The formalism that we use for the OVIS2 Grammar is a variant of Definite Clause Grammar (DCG) [34]. We have chosen for DCG because:

• DCG provides for a balance between computational efficiency on the one hand and linguistic expressiveness on the other.
• DCG is a (simple) member of the class of declarative and constraint-based grammar formalisms. Such formalisms are widely used in linguistic descriptions for NLP.
• DCG is straightforwardly related to context-free grammar. Almost all parsing technology is developed for CFG; extending this technology to DCG is usually possible (although there are many non-trivial problems as well).
• The compilation of richer constraint-based grammar formalisms into DCG is well investigated and forms the basis of several wide-coverage and robust grammar systems (i.e. the Alvey-grammar [14,16,13] and the Core Language Engine [3]).
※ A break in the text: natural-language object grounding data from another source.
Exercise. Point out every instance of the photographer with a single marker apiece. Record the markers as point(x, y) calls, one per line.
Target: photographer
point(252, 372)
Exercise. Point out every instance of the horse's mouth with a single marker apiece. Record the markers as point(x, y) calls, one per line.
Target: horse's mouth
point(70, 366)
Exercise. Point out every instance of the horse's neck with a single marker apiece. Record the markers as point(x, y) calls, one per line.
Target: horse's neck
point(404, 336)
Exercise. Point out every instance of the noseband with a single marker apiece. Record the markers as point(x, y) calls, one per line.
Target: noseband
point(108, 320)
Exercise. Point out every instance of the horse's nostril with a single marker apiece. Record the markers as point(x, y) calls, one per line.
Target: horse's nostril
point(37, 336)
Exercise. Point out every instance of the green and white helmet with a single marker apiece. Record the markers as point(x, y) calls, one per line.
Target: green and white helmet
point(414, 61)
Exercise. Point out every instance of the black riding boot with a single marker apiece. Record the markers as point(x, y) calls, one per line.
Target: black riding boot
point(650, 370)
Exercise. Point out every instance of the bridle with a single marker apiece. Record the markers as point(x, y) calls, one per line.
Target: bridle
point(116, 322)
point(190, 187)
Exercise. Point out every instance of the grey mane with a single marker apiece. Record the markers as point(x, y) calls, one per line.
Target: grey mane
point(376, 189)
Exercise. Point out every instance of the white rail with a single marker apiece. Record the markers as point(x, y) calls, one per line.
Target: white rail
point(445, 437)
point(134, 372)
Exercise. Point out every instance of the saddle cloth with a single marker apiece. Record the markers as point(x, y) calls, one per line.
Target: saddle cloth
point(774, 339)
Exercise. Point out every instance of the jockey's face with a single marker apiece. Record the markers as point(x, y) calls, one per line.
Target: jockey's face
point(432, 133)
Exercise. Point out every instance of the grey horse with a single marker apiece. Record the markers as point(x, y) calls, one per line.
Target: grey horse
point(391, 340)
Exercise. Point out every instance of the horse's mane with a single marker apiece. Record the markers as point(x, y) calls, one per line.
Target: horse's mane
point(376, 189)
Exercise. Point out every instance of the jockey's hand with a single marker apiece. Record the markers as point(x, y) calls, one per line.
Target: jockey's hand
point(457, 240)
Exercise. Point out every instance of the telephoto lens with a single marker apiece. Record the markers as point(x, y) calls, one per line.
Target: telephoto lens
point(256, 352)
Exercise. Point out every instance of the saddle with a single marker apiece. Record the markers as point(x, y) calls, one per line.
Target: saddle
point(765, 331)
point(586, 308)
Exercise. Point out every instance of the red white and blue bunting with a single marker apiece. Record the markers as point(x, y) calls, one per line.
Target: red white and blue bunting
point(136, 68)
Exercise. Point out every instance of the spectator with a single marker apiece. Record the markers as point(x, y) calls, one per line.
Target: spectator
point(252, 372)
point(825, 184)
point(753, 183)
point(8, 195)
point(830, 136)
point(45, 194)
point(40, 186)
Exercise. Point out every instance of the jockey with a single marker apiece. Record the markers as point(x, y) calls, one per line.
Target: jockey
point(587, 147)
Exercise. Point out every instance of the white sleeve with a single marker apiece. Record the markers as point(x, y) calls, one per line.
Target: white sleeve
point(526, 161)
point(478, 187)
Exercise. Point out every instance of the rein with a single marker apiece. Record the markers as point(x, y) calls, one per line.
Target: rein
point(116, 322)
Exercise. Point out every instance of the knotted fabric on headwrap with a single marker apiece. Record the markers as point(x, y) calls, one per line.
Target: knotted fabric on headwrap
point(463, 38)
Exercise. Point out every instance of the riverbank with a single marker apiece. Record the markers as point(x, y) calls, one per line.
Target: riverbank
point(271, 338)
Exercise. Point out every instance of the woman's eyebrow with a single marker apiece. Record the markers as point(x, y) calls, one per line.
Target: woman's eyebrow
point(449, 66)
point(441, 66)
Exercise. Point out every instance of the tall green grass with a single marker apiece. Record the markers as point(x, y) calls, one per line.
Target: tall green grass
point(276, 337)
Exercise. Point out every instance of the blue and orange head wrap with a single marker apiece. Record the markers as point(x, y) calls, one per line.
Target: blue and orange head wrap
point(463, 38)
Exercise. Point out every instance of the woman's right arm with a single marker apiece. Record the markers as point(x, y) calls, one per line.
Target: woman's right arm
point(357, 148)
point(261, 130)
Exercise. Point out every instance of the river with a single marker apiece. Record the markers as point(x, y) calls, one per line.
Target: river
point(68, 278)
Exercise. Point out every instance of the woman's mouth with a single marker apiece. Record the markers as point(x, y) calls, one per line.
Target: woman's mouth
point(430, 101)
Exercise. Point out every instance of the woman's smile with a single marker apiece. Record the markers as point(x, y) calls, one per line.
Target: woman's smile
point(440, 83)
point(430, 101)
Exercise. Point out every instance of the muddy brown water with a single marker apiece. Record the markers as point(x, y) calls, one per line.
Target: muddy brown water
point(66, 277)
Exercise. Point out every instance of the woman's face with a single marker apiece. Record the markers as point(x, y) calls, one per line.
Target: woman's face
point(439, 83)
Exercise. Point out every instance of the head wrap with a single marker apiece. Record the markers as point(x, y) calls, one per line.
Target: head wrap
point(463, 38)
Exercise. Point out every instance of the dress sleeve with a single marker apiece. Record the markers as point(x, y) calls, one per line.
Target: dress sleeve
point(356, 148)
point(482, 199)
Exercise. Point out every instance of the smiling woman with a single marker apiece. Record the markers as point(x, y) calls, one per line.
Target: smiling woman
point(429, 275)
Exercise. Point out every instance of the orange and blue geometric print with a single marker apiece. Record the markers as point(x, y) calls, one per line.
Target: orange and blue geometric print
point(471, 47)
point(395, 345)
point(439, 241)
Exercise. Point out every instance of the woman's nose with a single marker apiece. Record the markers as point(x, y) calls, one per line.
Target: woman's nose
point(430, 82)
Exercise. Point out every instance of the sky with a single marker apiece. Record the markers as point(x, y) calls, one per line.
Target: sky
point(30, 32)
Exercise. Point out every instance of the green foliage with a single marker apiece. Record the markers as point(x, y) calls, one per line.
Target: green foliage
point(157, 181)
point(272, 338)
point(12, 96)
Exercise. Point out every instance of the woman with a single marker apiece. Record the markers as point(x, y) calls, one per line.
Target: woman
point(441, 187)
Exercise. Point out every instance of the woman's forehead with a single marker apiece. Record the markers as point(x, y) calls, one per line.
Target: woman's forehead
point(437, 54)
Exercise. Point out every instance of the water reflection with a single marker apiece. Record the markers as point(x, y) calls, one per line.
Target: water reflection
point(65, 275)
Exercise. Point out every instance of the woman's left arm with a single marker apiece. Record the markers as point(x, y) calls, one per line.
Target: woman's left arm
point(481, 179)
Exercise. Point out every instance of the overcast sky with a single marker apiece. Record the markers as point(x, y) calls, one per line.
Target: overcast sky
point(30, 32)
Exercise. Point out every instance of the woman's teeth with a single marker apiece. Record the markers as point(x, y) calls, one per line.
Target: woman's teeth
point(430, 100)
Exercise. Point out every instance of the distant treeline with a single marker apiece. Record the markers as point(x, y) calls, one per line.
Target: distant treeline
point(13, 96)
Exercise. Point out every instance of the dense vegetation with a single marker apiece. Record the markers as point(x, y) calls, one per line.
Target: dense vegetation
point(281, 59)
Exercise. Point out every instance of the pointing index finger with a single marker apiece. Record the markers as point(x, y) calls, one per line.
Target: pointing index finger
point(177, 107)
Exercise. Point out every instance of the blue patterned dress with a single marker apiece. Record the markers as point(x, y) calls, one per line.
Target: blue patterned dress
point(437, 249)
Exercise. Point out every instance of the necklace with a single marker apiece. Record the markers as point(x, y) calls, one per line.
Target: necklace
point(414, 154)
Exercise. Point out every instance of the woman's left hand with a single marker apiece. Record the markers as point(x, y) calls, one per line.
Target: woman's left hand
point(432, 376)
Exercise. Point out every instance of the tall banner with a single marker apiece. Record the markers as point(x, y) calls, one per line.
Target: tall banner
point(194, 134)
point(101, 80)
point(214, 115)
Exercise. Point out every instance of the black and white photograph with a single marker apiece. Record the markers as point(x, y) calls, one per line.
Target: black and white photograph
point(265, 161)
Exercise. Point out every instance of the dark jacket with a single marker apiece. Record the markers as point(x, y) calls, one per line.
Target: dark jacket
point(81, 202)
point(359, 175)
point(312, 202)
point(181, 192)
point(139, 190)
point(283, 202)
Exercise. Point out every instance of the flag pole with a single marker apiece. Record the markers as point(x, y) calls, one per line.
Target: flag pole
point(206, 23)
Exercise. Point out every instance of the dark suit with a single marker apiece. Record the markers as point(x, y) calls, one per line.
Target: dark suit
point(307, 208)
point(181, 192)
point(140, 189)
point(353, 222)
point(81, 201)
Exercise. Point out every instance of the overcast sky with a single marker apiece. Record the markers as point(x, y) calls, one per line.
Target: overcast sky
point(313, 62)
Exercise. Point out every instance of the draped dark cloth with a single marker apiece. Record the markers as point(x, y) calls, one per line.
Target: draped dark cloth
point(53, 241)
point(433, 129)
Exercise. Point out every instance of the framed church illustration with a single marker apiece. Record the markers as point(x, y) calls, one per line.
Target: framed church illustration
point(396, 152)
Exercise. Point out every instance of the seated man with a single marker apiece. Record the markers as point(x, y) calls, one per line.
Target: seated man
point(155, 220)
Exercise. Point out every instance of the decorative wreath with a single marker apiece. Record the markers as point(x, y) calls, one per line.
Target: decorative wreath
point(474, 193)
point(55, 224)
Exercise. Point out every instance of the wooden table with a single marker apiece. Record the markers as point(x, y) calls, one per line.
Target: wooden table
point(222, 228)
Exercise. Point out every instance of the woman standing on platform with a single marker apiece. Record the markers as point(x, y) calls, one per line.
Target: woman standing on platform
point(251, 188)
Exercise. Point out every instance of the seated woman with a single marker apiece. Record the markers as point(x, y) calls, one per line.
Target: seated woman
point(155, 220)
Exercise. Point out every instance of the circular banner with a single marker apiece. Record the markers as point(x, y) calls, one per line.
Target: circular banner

The formalism for the grammar of OVIS2 imposes the following additional requirements:

• External Prolog calls (in ordinary DCG these are introduced in right-hand sides using curly brackets) are allowed, but must be resolved during grammar compilation time.
• Rules can be mapped to their `context-free skeleton' (by taking the functor symbol of the terms appearing in the right-hand and left-hand sides of the rule). This implies that we do not allow the under-specification of categories in rules. This is motivated by our desire to experiment with parsing strategies in which part of the work is achieved on the basis of the context-free skeleton of the grammar. It also facilitates indexing techniques.
• An identifier is assigned to each rule. Such rule identifiers have a number of possible uses (debugging, grammar filtering, grammar documentation).
• The grammar specifies for each rule which daughter is the head. This allows head-driven parsing strategies.

An efficient head-corner parsing strategy for this formalism is discussed in van Noord [41]. The restriction that external Prolog calls must be resolved at compilation time implies that we do not use delayed evaluation. More in particular, lexical rules (deriving a lexical entry from a given `basic' lexical entry) must be applied at compile time and are not interpreted as (relational) constraints on under-specified lexical entries, as in van Noord and Bouma [43]. Although we have experimented with combinations of delayed evaluation and memoisation, as described in Johnson and Dörre [25], the resulting systems were not efficient enough to be applied in the kind of practical system considered here.